Ah, I overlooked the difference as I was not looking to have a performance
comparasion using xfstest full test due to possible noise, so the above test
might be done with other job like kernel compiling behind the scenes as it
was tested with the same machine where I was doing some kernel compiling.

And I used a temporary patch to enable the using of full-featured API in
page_pool to test if the full-featured API will cause performance regression
for the existing users in fs as mentioned at the end of commit log.

> 
> You can expunge the flakey test (generic/650) to help make the results
> more directly comparable. 650 is a CPU hot-plugging test.

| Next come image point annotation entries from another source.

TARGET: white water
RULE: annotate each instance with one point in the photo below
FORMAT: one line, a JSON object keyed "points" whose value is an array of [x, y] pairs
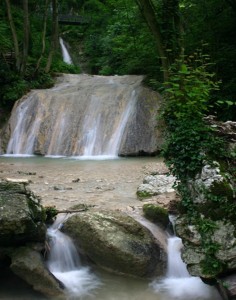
{"points": [[178, 284], [65, 264], [65, 54], [87, 116]]}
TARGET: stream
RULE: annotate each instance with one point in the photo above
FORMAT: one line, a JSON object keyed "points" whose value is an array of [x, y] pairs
{"points": [[106, 184]]}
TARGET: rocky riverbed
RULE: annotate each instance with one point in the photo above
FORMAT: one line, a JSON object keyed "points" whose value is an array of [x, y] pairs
{"points": [[104, 184]]}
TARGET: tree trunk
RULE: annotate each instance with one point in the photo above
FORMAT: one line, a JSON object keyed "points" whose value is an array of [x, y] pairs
{"points": [[54, 42], [26, 38], [14, 34], [43, 36], [148, 12]]}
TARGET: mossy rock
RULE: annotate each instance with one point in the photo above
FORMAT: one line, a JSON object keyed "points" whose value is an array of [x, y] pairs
{"points": [[115, 241], [222, 189], [156, 214]]}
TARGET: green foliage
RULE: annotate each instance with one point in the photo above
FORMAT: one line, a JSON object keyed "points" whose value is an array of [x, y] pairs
{"points": [[50, 213], [190, 144]]}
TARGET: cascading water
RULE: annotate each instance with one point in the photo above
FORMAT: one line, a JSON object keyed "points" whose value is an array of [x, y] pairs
{"points": [[65, 54], [178, 284], [64, 263]]}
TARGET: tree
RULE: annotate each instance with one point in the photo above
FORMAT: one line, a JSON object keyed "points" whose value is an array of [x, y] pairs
{"points": [[54, 41], [26, 38], [14, 34], [43, 35]]}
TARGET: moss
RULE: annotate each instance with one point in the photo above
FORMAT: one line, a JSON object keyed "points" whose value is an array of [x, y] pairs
{"points": [[156, 214], [211, 210]]}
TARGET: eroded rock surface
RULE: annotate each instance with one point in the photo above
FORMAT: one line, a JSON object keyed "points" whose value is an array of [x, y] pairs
{"points": [[21, 218], [117, 242]]}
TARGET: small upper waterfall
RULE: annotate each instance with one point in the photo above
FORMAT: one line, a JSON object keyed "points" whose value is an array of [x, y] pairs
{"points": [[64, 263], [86, 115], [65, 54]]}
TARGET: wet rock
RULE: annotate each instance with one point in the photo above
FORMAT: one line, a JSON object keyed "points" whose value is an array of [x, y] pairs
{"points": [[228, 286], [117, 242], [28, 265], [22, 216], [193, 252], [156, 185]]}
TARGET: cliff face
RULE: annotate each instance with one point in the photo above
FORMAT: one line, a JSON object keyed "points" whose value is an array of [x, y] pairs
{"points": [[86, 115], [209, 232]]}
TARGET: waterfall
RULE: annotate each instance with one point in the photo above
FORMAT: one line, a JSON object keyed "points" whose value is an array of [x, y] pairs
{"points": [[85, 116], [178, 284], [65, 54], [64, 263]]}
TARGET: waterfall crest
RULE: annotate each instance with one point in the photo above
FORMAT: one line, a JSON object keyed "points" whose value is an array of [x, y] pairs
{"points": [[86, 115], [64, 263], [178, 284], [65, 54]]}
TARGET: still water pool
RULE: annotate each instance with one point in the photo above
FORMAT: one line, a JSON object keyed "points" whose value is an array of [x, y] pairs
{"points": [[109, 184]]}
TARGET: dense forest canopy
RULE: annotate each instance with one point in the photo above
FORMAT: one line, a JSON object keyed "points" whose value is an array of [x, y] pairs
{"points": [[119, 37]]}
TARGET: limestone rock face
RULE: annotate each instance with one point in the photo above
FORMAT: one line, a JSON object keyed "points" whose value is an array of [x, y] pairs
{"points": [[85, 115], [21, 217], [117, 242], [28, 265], [194, 253]]}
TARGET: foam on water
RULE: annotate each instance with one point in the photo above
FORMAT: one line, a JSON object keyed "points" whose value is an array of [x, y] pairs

I retested in a newer and more powerful machine without obvious heavy job
behind the scenes based on linux-next-20250411, and the flakey test seems
gone too.

before:
-------------------- Summary report
KERNEL:    kernel 6.15.0-rc1-next-20250411-xfstests #369 SMP PREEMPT_DYNAMIC Tue Apr 15 16:17:08 CST 2025 x86_64
CMDLINE:   full
CPUS:      2
MEM:       1972.54

nfs/loopback: 539 tests, 4 failures, 400 skipped, 2364 seconds
  Failures: generic/169 generic/363 generic/464 generic/551
Totals: 555 tests, 400 skipped, 20 failures, 0 errors, 2205s

after:
-------------------- Summary report
KERNEL:    kernel 6.15.0-rc1-next-20250411-xfstests-00001-g316d17a7f7bb #370 SMP PREEMPT_DYNAMIC Tue Apr 15 19:57:48 CST 2025 x86_64
CMDLINE:   full
CPUS:      2
MEM:       1972.54

nfs/loopback: 539 tests, 4 failures, 400 skipped, 2327 seconds
  Failures: generic/169 generic/363 generic/464 generic/551
Totals: 555 tests, 400 skipped, 20 failures, 0 errors, 2148s

> 
> 
>> The stress test also suggest there is no regression for the erofs
>> too.
>>
>> Using the simple API also enable the caller to not zero the array
>> before calling the page bulk allocating API, which has about 1~2 ns
>> performance improvement for time_bench_page_pool03_slow() test case
>> of page_pool in a x86 vm system, this reduces some performance impact
>> of fixing the DMA API misuse problem in [3], performance improves
>> from 87.886 ns to 86.429 ns.
>>
>> Also a temporary patch to enable the using of full-featured API in
>> page_pool suggests that the new full-featured API doesn't seem to have
>> noticeable performance impact for the existing users, like SUNRPC, btrfs
>> and erofs.
>>
>> 1. https://lore.kernel.org/all/bd8c2f5c-464d-44ab-b607-390a87ea4cd5@huawei.com/
>> 2. https://lore.kernel.org/all/180818a1-b906-4a0b-89d3-34cb71cc26c9@huawei.com/
>> 3. https://lore.kernel.org/all/20250212092552.1779679-1-linyunsheng@huawei.com/
>> CC: Jesper Dangaard Brouer <hawk@kernel.org>
>> CC: Luiz Capitulino <luizcap@redhat.com>
>> CC: Mel Gorman <mgorman@techsingularity.net>
>> Suggested-by: Neil Brown <neilb@suse.de>
>> Acked-by: Jeff Layton <jlayton@kernel.org>
>> Signed-off-by: Yunsheng Lin <linyunsheng@huawei.com>
>> ---
>> V3:
>> 1. Provide both simple and full-featured API as suggested by NeilBrown.
>> 2. Do the fs testing as suggested in V2.
>>
>> V2:
>> 1. Drop RFC tag.
>> 2. Fix a compile error for xfs.
>> 3. Defragmemt the page_array for SUNRPC and btrfs.